# S92fs?



## ajlandis (May 11, 2008)

My dealer is working on getting me a 92FS. He located what the warehouse is calling a S92FS. Neither of us is aware of what the first S stands for. He says it is a 15 round, whereas the 92FS they list (of which they are sold out of) states a 10 round capacity. Says the prices are identical. I know the FS comes in both capacities. We just can't find another reference to a "S" model anywhere. I saw a 92 in a shop recently that had a "high tech" styling to it I wasn't use to. I don't like it, and don't want it. I'm worried that is what we are discussing. Can someone tell me how to know what the new style is designated as so we can avoid it?
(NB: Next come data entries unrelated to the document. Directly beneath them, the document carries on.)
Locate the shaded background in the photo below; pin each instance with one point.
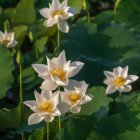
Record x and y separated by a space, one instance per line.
109 39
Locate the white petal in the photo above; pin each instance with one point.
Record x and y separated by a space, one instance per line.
14 43
55 97
34 119
110 89
48 85
56 112
40 68
30 103
55 3
48 118
124 72
50 22
127 88
63 4
63 107
46 94
132 77
75 109
45 12
86 99
109 75
38 97
63 26
117 71
79 66
62 58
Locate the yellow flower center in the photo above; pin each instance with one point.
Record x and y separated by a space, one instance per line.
6 41
58 12
60 73
119 81
46 106
74 97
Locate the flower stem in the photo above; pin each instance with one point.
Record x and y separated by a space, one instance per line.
88 16
21 98
48 131
58 39
59 124
120 94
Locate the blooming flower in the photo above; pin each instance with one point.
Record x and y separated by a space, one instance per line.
7 39
57 72
74 95
119 80
58 14
44 108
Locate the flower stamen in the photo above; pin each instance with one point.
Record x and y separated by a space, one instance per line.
46 106
60 73
74 97
58 12
119 81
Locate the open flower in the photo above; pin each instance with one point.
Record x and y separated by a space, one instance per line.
44 108
57 72
75 95
7 39
119 80
58 14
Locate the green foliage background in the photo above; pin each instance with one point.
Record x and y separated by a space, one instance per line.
111 38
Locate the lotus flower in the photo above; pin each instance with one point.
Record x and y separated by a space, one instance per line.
44 108
57 72
7 39
75 96
119 80
58 13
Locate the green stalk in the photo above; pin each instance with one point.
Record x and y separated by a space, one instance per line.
88 16
58 39
19 61
48 131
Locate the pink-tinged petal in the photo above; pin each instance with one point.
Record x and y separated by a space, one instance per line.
38 97
63 4
110 89
34 119
55 97
45 12
86 99
56 112
132 78
50 22
48 85
109 75
49 118
40 68
117 71
63 26
79 66
121 89
75 109
31 103
127 88
124 72
63 107
62 59
46 94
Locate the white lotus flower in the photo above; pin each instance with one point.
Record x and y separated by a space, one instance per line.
57 72
119 80
75 96
58 14
44 108
7 39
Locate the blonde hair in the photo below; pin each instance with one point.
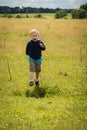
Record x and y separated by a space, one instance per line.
34 30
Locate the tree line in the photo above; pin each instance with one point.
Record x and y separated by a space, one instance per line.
13 10
79 13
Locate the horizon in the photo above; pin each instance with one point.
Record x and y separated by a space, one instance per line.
51 4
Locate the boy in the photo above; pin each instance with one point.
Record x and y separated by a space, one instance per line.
33 50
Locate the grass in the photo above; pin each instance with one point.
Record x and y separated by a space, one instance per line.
63 78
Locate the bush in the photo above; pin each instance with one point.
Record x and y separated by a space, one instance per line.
78 13
18 16
38 16
60 14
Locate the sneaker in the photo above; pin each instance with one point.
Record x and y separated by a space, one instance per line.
37 83
31 83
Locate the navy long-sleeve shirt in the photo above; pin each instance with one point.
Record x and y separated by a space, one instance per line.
33 49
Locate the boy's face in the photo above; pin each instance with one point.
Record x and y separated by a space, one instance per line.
34 36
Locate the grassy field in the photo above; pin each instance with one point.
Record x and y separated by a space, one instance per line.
63 80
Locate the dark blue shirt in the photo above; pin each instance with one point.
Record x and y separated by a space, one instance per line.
33 49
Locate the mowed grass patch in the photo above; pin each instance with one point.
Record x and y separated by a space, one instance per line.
63 76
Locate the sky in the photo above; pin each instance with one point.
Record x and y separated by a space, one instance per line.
43 3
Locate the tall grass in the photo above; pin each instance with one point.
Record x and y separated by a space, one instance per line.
63 78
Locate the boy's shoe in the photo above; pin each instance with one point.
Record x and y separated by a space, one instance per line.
37 83
31 83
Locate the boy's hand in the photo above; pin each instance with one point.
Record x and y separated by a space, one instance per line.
41 45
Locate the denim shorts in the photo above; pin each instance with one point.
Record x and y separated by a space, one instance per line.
35 66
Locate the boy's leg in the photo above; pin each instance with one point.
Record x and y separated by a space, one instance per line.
37 69
32 70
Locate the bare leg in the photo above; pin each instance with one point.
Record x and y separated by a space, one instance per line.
37 75
32 76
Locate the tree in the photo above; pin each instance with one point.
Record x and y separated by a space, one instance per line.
61 13
78 13
84 6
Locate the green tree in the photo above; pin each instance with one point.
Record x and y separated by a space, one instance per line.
84 6
61 14
78 13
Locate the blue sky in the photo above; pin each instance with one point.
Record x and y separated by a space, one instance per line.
43 3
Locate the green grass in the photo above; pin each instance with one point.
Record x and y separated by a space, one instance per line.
63 80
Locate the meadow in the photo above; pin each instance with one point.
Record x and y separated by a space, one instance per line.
61 101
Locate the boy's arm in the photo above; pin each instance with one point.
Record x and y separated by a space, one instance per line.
42 46
27 49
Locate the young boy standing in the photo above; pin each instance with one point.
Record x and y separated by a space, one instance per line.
33 50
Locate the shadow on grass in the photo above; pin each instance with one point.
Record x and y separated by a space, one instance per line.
37 92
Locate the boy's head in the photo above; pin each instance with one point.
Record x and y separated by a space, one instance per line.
34 34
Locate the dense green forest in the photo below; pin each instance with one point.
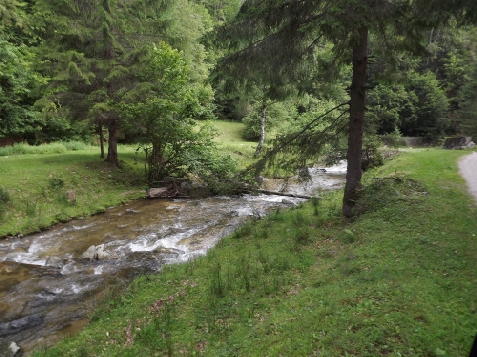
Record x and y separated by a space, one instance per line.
328 78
And what in the world is a S92FS?


----------



## Drake69 (Dec 4, 2008)

ajlandis said:


> My dealer is working on getting me a 92FS. He located what the warehouse is calling a S92FS. Neither of us is aware of what the first S stands for. He says it is a 15 round, whereas the 92FS they list (of which they are sold out of) states a 10 round capacity. Says the prices are identical. I know the FS comes in both capacities. We just can't find another reference to a "S" model anywhere. I saw a 92 in a shop recently that had a "high tech" styling to it I wasn't use to. I don't like it, and don't want it. I'm worried that is what we are discussing. Can someone tell me how to know what the new style is designated as so we can avoid it? And what in the world is a S92FS?
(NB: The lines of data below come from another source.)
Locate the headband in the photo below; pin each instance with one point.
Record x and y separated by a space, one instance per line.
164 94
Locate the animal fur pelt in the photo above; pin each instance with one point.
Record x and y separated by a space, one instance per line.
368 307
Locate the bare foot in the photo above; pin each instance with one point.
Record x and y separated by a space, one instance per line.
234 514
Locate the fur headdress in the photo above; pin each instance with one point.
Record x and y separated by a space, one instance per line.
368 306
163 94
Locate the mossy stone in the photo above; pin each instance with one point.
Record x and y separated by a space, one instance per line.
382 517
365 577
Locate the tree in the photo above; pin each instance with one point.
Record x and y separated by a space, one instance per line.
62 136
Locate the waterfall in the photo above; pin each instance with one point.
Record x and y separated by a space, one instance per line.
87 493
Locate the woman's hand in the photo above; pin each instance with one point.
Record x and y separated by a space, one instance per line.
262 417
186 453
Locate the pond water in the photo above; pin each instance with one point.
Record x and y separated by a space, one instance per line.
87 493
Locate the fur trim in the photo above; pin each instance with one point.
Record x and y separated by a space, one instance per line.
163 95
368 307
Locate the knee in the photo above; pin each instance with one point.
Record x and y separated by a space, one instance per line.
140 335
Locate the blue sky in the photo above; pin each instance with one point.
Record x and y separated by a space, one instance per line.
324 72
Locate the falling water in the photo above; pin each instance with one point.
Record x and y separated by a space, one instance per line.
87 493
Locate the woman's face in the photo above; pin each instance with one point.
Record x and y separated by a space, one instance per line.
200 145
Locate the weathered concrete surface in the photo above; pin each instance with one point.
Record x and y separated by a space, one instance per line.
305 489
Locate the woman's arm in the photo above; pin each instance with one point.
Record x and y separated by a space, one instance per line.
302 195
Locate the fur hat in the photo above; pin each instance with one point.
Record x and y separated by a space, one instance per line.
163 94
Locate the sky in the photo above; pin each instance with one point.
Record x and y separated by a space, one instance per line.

Beretta S92FS High Capacity

CALIBER: 9MM

ACTION: D/S/A

FINISH: Matte Black

GRIPS: Plastic

SIGHTS: 3-Dot BBL: 4.9"

OVERALL LENGTH: 8.5"

WEIGHT: 34.4 oz

CAPACITY: 15+1










It is just a normal Beretta 92FS which includes a 15-round magazine instead of the restrictive 10-round magazine sometimes sold. Other than that, it's identical to any normal 92FS or M9 you'll find in gun stores.


----------



## ajlandis (May 11, 2008)

Awesome. Thanks for the reply.


----------



## Drake69 (Dec 4, 2008)

In addition, there is a difference between a 92-series Beretta and a "90Two". A 90Two is the futuristic model like you're taking about, featured here at Beretta90Two, as opposed to your normal 92 series handgun like this website: Beretta92FS. Don't worry, I had to learn the difference too... :anim_lol:


----------



## ajlandis (May 11, 2008)

Ah. That explains it. I started to wonder if that was what the two-year-old poll/thread was refering to. I would like to say the gun shop had it labled as a 92, but I probably wasn't paying attention. At the time I wasn't aware of a 92 and 90-two referencing different guns, so I may have looked at it and not thought much about it. Damn confusing, if you ask me. Beretta should flog the marketing genius that thought up that one.


----------



## MISSALOT (Jun 30, 2009)

*Model 92SB*

Do they still make the model 92 SB Compact? I had one back in the 1980's but don't know if their available any more. The US Airforce adopted them bact then.


----------